In theory, it provides a modicum of independence for both Uber and its drivers, allowing drivers to write off operating and maintenance costs the way any freelance or self-employed person might do. In the age of digital entrepreneurship, this has become known as the 1099 economy. Effectively, technology makes it possible for nearly anyone to freelance in nearly any industry, and as a result corporations are taking to the opportunity to reduce overhead and increase profit margins. But for some Uber drivers, the promise of Uber independence didn’t add up.
“Uber makes billions on the backs of drivers. We own the cars, we pay for gas, we pay for maintenance, we suffer the depreciation, and we take all of the risks,” one driver told the New York Post during a protest in September 2014 after Uber reduced fares in Manhattan to compete with Yellow Cab and other car services.
After tolls, gas and maintenance, some Uber drivers in major metropolitan markets report making less than minimum wage.
This was at the heart of the complaint in which California Uber driver Barbara Berwick, who sought reimbursement of fees associated with being an Uber operator.
Uber maintains that it is a neutral application which simply connects drivers and riders. However, the California Labor Commission concluded that “the reality... is that defendants are involved in every aspect of the operation.”

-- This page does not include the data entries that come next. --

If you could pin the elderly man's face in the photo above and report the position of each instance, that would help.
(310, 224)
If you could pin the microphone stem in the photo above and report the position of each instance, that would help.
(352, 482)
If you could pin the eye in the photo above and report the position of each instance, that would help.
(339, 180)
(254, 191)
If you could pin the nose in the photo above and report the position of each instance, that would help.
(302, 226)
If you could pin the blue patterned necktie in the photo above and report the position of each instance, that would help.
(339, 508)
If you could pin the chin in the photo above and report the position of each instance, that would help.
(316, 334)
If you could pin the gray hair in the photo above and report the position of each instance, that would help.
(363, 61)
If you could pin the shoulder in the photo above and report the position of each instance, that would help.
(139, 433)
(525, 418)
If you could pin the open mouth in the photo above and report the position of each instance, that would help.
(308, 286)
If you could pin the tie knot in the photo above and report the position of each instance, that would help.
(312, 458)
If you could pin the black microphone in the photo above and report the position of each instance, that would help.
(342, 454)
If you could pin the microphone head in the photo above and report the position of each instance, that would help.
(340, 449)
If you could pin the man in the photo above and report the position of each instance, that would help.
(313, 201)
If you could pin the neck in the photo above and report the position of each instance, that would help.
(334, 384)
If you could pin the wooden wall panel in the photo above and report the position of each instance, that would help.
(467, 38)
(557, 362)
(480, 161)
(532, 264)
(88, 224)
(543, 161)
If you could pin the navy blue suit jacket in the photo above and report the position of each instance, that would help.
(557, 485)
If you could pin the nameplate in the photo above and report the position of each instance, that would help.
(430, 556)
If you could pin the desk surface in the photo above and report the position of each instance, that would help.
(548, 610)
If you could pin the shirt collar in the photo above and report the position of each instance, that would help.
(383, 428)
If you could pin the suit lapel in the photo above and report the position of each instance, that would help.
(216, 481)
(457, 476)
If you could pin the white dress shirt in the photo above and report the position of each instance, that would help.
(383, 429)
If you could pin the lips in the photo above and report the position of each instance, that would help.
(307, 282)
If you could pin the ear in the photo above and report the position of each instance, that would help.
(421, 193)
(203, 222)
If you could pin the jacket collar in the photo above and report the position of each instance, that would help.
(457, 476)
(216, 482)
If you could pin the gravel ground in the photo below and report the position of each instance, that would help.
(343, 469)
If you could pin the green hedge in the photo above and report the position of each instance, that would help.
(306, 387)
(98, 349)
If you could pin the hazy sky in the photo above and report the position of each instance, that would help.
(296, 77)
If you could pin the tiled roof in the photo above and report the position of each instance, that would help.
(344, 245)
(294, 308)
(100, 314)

The California Labor Commission awarded Berwick $4,152.20 in expenses associated with her time as an Uber driver and it declared her an Uber employee. Uber has countered that the ruling applies only to Berwick and not to its more than 1 million contracted drivers worldwide.
What remains to be seen is if Uber’s current valuation of more than $40 Billion will be affected by the prospect of additional challenges from its contractors. Uber has appealed the decision of the California Labor Commission.